Кроме того, в организации помощи при взаимодействии специалистов СППП и врачей первичного звена следует предусмотреть также возможность повторного обращения пациента к специалисту СППП или другому врачу, занимающемуся терапией патологии костной ткани, если у пациента развиваются побочные эффекты терапии [27].
Таким образом, хотя роли специалиста СППП и врача общей практики разделены, их нужно рассматривать как взаимодополняющие. Их командная работа и тесное сотрудничество обеспечат эффективное ведение пациента.
ОТДЕЛЬНЫЕ ВОПРОСЫ ОРГАНИЗАЦИИ ПРОФИЛАКТИКИ ПОВТОРНЫХ ПЕРЕЛОМОВ
Необходимость выполнения остеоденситометрии
Достаточно спорной областью в ведении пациентов с ППОБ в рамках профилактики повторных переломов является необходимость измерения минеральной плотности костной ткани. С одной стороны, для диагностики остеопороза у данной категории пациентов не нужно никаких дополнительных методов обследования, так как диагноз у них можно поставить на основании клинического признака — низкоэнергетического ППОБ, а результаты денситометрии не повлияют на тактику ведения пациента и выбор лекарственного препарата [30]. Однако многие специалисты считают тестирование минеральной плотности костной ткани «золотым стандартом» мониторинга ответа на лечение. Другие — говорят о необходимости проводить его только в определенных подгруппах пациентов, в том числе с учетом тяжести состояния и ожидаемой продолжительности жизни [24]. Очевидно, что отсутствие возможности провести остеоденситометрию не должно препятствовать назначению антиостеопоротической терапии пациенту, перенесшему ППОБ. Это положение особенно важно для медицинских организаций или регионов, где этот метод инструментальной диагностики не является широкодоступным.

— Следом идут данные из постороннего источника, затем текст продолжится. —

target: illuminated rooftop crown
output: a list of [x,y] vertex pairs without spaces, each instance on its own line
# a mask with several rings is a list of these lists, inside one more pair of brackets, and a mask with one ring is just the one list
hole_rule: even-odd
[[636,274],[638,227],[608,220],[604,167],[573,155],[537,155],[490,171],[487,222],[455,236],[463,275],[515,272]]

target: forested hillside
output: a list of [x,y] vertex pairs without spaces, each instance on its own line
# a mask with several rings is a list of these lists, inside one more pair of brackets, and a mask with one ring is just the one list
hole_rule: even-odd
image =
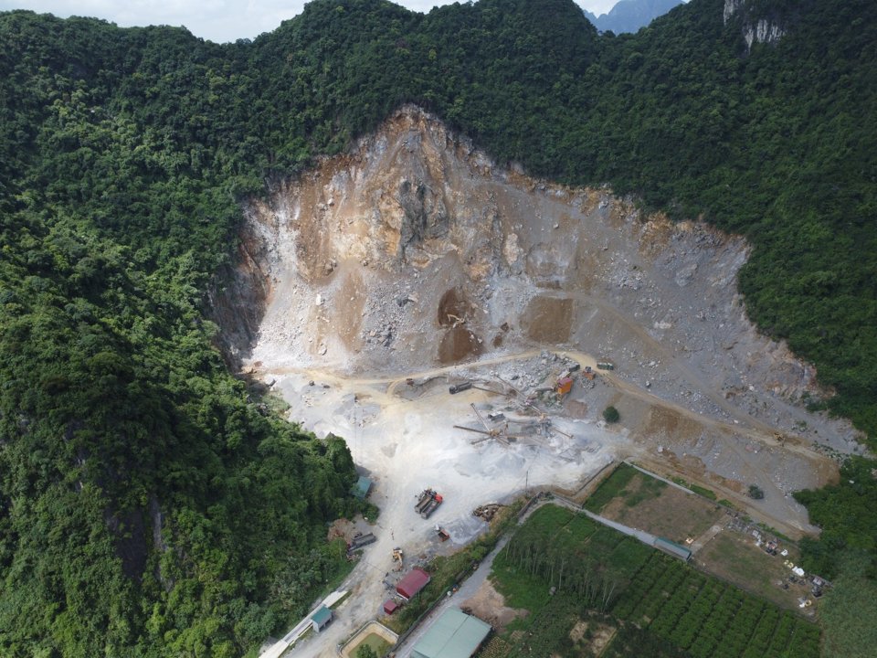
[[[748,313],[873,444],[877,12],[739,5],[600,37],[571,0],[317,0],[225,46],[0,14],[0,653],[238,655],[307,605],[350,454],[248,397],[206,293],[242,199],[407,101],[500,161],[746,235]],[[750,48],[762,18],[785,35]],[[874,509],[844,486],[820,509]],[[872,555],[857,519],[820,565]]]

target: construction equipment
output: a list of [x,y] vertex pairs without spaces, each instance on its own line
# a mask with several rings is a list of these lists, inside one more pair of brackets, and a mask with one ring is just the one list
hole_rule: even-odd
[[[478,410],[474,404],[470,405],[472,408],[472,411],[475,412],[475,417],[478,419],[479,422],[484,426],[483,430],[476,430],[475,428],[468,428],[462,425],[454,425],[458,430],[465,430],[466,431],[476,432],[477,434],[485,435],[483,439],[477,439],[472,441],[472,445],[485,441],[488,439],[496,439],[501,443],[509,445],[511,441],[516,440],[516,437],[510,436],[509,431],[509,423],[505,422],[505,425],[502,428],[494,428],[484,419],[484,417],[481,416],[481,412]],[[504,417],[503,417],[504,418]]]
[[414,505],[414,511],[420,514],[436,495],[436,492],[432,489],[424,489],[420,493],[417,504]]
[[420,512],[420,518],[429,518],[432,513],[438,509],[438,505],[443,502],[444,498],[441,497],[441,494],[432,492],[427,504],[418,510],[418,512]]

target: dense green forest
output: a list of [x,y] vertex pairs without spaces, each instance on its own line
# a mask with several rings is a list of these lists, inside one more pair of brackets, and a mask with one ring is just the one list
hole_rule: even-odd
[[[350,454],[248,397],[206,292],[243,198],[403,102],[501,162],[745,235],[750,316],[873,446],[877,12],[724,5],[615,36],[571,0],[317,0],[226,45],[0,14],[0,653],[239,655],[334,568]],[[786,35],[750,49],[759,18]],[[850,480],[802,498],[866,515],[808,545],[829,572],[873,570],[877,493]]]

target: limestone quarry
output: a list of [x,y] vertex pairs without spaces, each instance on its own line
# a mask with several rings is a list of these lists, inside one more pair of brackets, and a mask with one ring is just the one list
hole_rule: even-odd
[[[452,550],[486,527],[473,508],[525,488],[575,493],[630,459],[799,536],[790,493],[858,450],[804,408],[826,395],[813,368],[747,320],[742,238],[499,166],[417,108],[246,215],[224,334],[291,421],[344,437],[375,482],[378,542],[338,638],[375,614],[393,547]],[[444,504],[425,521],[428,486]]]

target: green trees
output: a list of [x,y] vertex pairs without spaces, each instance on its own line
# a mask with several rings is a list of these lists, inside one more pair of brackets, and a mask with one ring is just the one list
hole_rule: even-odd
[[620,419],[621,419],[621,414],[619,414],[618,410],[612,405],[609,405],[605,409],[603,409],[603,419],[606,420],[608,423],[618,422]]

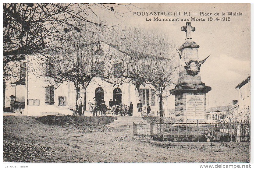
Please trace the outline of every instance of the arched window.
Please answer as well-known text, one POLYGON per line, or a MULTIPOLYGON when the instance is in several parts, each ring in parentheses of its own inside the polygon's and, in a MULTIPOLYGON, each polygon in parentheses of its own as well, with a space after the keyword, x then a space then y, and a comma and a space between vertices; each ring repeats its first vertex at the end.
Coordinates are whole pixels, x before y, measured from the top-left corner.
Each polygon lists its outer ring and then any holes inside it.
POLYGON ((104 51, 103 51, 102 49, 96 50, 96 51, 94 51, 94 55, 98 55, 98 56, 104 56, 104 51))
POLYGON ((119 87, 117 87, 113 90, 113 100, 116 105, 122 104, 122 91, 119 87), (116 101, 115 101, 115 99, 116 101))
POLYGON ((104 90, 100 87, 97 88, 95 90, 95 98, 98 103, 100 103, 102 99, 104 99, 104 90))
POLYGON ((119 87, 117 87, 114 90, 113 92, 115 94, 122 94, 122 91, 119 87))
POLYGON ((103 89, 100 87, 97 88, 95 90, 95 93, 104 93, 103 89))

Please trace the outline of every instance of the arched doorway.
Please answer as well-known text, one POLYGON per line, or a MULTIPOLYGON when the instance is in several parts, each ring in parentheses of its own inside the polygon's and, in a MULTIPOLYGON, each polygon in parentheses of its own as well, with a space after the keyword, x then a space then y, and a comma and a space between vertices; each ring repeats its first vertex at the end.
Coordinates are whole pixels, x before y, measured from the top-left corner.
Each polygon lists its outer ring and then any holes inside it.
POLYGON ((113 91, 113 100, 116 99, 117 103, 122 104, 122 91, 119 87, 117 87, 113 91))
POLYGON ((104 90, 100 87, 98 87, 95 90, 95 98, 97 103, 100 103, 101 99, 104 99, 104 90))

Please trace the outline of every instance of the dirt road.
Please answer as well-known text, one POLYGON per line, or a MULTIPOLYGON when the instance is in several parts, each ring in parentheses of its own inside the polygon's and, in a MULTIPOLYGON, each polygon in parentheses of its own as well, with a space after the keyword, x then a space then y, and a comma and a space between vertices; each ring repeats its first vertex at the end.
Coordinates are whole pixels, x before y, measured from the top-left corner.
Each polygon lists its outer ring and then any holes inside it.
POLYGON ((159 147, 134 139, 132 129, 43 124, 3 117, 4 162, 247 162, 249 147, 159 147))

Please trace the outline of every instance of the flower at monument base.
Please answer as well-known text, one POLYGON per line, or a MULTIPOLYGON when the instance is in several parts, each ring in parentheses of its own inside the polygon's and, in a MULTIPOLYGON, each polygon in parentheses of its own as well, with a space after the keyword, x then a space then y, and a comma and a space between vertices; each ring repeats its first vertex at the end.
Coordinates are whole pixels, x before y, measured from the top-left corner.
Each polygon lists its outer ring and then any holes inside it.
POLYGON ((215 138, 215 133, 212 130, 205 130, 204 131, 204 136, 206 138, 206 141, 209 142, 211 141, 215 141, 216 139, 215 138))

Профилактика гипокальциемии и коррекция возможного дефицита витамина D
Одной из причин, затрудняющих назначение терапии остеопороза, также может быть наличие высокой распространенности дефицита витамина D среди пожилых людей. Известно, что у пациентов с ППОБ средний уровень 25(OH)-витамина D в сыворотке крови составляет 9,90 нг/мл, а частота выявления его дефицита достигает 89,18%, при этом тяжелый дефицит отмечают у 49,25% больных [31].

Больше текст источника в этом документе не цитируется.